After the truck had finally seen fit to stop thanks to passionately kissing a tree, Alphonse practically rolled out of the driver’s seat and fell to the ground. What a wild ride it had all been. And in a split second he could see every road he had ever traveled laid out in front of him in a swirling whoosh of a supercut flashback. There was l’Européenne autoroute that led to the French-Belgian border, la Provençale that led to Provence, l’Aquitaine that led to Bordeaux… and then, of course, all those mini highways and byways unto the city of Paris and its outlying banlieues. A microcosm of the delivery universe in and of itself. 

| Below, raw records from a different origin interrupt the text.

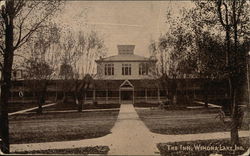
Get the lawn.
[13,146,109,156]
[136,108,248,134]
[157,138,250,156]
[9,110,119,144]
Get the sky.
[55,1,192,56]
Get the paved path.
[194,101,221,108]
[10,104,250,155]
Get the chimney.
[117,45,135,55]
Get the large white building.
[90,45,165,103]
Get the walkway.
[10,104,250,155]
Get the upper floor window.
[105,64,114,75]
[139,63,148,75]
[122,64,131,75]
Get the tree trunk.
[231,90,239,145]
[0,0,14,153]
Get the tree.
[0,0,61,153]
[189,0,250,144]
[25,59,54,114]
[60,31,105,111]
[164,0,250,144]
[23,23,60,113]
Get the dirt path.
[10,104,250,155]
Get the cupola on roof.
[117,45,135,55]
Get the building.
[86,45,166,103]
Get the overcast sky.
[57,1,192,56]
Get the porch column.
[84,91,87,102]
[157,87,161,102]
[106,89,108,104]
[133,88,135,104]
[119,89,121,104]
[93,89,95,101]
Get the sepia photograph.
[0,0,250,156]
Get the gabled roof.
[96,54,156,62]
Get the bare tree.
[60,31,105,111]
[23,23,60,113]
[0,0,61,153]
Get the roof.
[94,79,161,90]
[96,54,156,62]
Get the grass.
[13,146,109,156]
[9,111,119,144]
[136,109,248,134]
[157,138,250,156]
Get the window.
[105,64,114,75]
[139,63,148,75]
[122,64,131,75]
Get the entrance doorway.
[121,90,133,101]
[119,80,134,104]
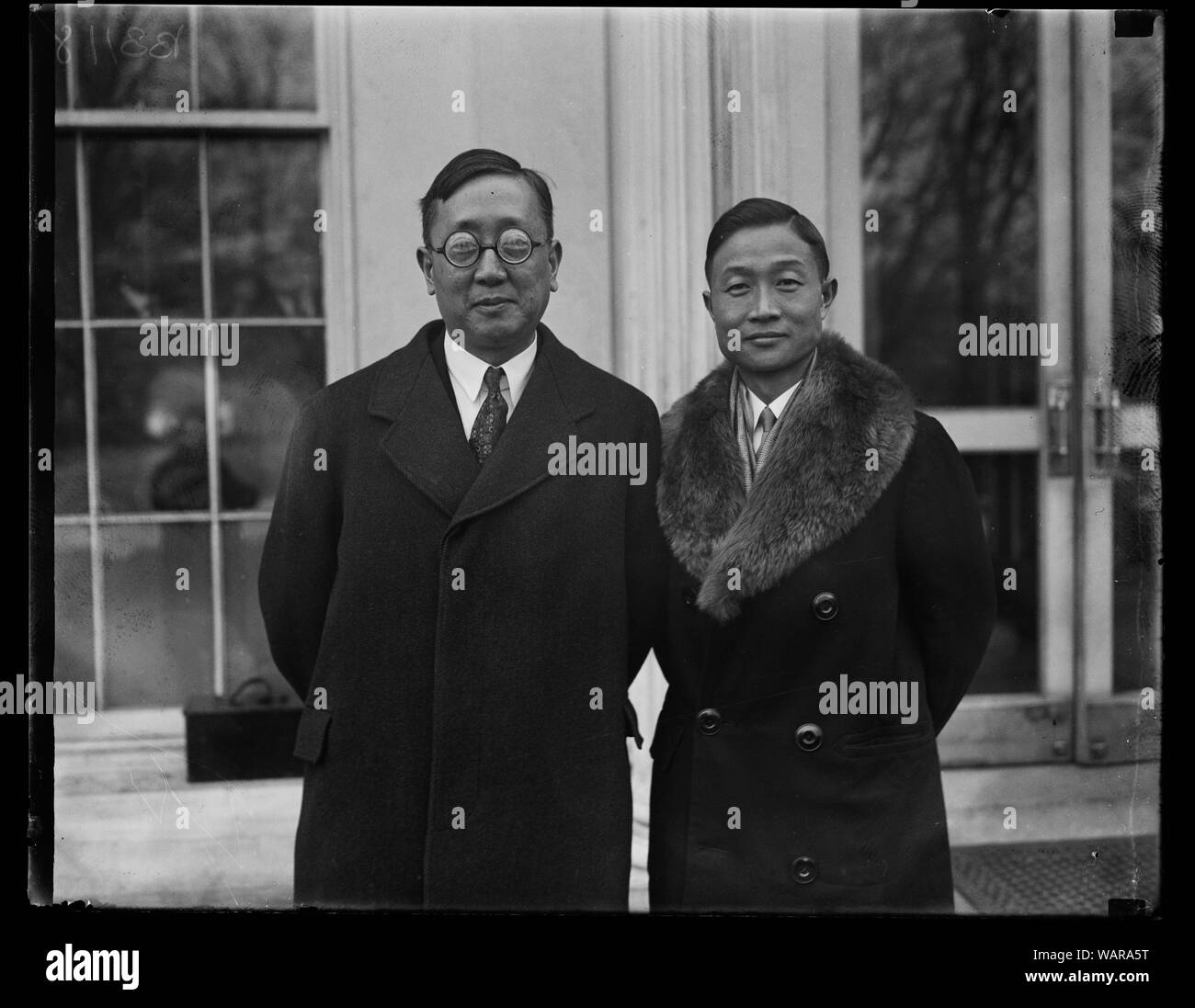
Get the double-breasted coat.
[259,322,665,910]
[649,334,995,912]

As he lay there pondering the interconnectedness of everything not just metaphorically but literally, he realized there could be no other way for him to die except like this. The only element missing was that he did not want to be remembered as the corybantic courier whose frenzy was a hindrance rather than a help to delivering his packages. He had to find a way to get the truck operating again even if it meant using up his last precious breaths. 

***

Madame Molnard had dozed off in her easy chair, dreaming of the special pillow promising lumbar support she had ordered just two days ago that would arrive this afternoon. Her reverie was cut short when Alphonse’s truck burst through the living room and he thrust the package right at her face before backing out and continuing on. He persisted all through the small hours like this, running into lawn figurines and fountains, careless about bulldozing someone’s maison or not. The point was, he had made his deliveries. On time and ahead of schedule. Alma was sure to mention this both at his eulogy and to his employer, who was being sued by the property damaged residents that had fallen victim to the corybantic courier.